Le 27 octobre 2014, Shanghai, République populaire de Chine
Jouer un rôle de premier plan pour protéger les consommateurs de produits et de services financiers
Sous réserve de modifications
Bonjour à tous!
Je suis très heureuse d’être ici à Shanghai, où c’est ma première visite. Et comment ne pas être émerveillée par l’énergie électrisante de cette ville remarquable, où se marie un mélange impressionnant de moderne et de traditionnel.
Comme je le ferai valoir dans mes propos aujourd’hui, pour être au premier plan de la protection des consommateurs, les organismes de réglementation doivent aussi allier modernité et tradition. En cette ère de numérisation rapide, de nouveaux concurrents audacieux et de produits financiers très complexes, nous devons adopter de nouvelles approches avant-gardistes et des méthodes qui ont fait leurs preuves si l’on veut protéger efficacement les consommateurs.
L’importance d’être au premier plan
Comme l’a souligné la Financial Conduct Authority du Royaume-Uni, un risque majeur pour tout organisme de réglementation est la tendance naturelle à être lié, souvent inconsciemment, aux façons de penser et aux approches traditionnelles du jour.

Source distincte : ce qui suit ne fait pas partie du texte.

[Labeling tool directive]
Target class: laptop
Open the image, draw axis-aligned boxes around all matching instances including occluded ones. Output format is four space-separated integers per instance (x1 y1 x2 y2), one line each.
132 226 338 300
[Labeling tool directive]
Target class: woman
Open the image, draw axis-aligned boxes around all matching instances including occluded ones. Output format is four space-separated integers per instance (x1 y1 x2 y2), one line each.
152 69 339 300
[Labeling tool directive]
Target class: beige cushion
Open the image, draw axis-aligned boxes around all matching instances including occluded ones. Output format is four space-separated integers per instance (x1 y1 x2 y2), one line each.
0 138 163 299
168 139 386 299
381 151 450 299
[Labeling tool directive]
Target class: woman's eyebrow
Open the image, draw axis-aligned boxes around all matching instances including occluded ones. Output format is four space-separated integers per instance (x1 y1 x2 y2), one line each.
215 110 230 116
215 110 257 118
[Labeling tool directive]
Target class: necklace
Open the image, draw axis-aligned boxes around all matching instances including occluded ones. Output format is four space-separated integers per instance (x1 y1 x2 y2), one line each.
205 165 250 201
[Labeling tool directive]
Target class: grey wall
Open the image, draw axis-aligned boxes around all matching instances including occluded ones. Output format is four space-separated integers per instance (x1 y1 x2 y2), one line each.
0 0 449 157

Les nouvelles technologies et les innovations financières évoluent plus rapidement que jamais, et nous devons veiller à ce que nos activités de protection des consommateurs suivent le rythme des changements. Prenons, par exemple, les paiements. L’argent et les chèques deviennent rapidement des artéfacts d’une époque révolue, en raison de l’émergence du marché mondial des paiements mobiles.

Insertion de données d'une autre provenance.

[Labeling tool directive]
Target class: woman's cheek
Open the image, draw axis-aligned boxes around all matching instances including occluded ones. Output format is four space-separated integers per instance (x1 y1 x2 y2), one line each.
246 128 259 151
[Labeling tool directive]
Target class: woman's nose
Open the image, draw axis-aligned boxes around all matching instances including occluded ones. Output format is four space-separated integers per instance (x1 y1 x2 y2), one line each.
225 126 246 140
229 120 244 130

Pensons entres autre à la technologie Apple Pay, lancée en même temps que le nouveau iPhone 6, qui risque de changer la donne. Apple utilise la communication en champ proche (appelée NFC) pour effectuer des paiements, révolutionnant ainsi les systèmes de paiement. Bien que la technologie NFC qui soutient cette forme de paiement ne soit pas nouvelle, en raison de son omniprésence, Apple modifie probablement du tout au tout le comportement des consommateurs. Google, iZettle, Square et d’autres intervenants s’activent aussi dans le domaine des paiements, et nous pouvons nous attendre à de chaudes luttes avant que la poussière ne retombe.
À ce stade-ci, personne ne sait quels nouveaux modes de paiement prévaudront. Le monde mobile est encore quelque peu anarchique. Mais une chose est certaine : une transformation profonde est en cours dans les services financiers. Ce qui m’amène à paraphraser les paroles célèbres du film Le Magicien d’Oz : Toto, nous ne sommes certainement plus au Kansas.
Les communications mobiles ne sont qu'un exemple de l'évolution rapide du marché. En tant qu’organismes de réglementation, nous devons foncer au rythme des tendances et de l’industrie, et demeurer attentifs aux intérêts des consommateurs.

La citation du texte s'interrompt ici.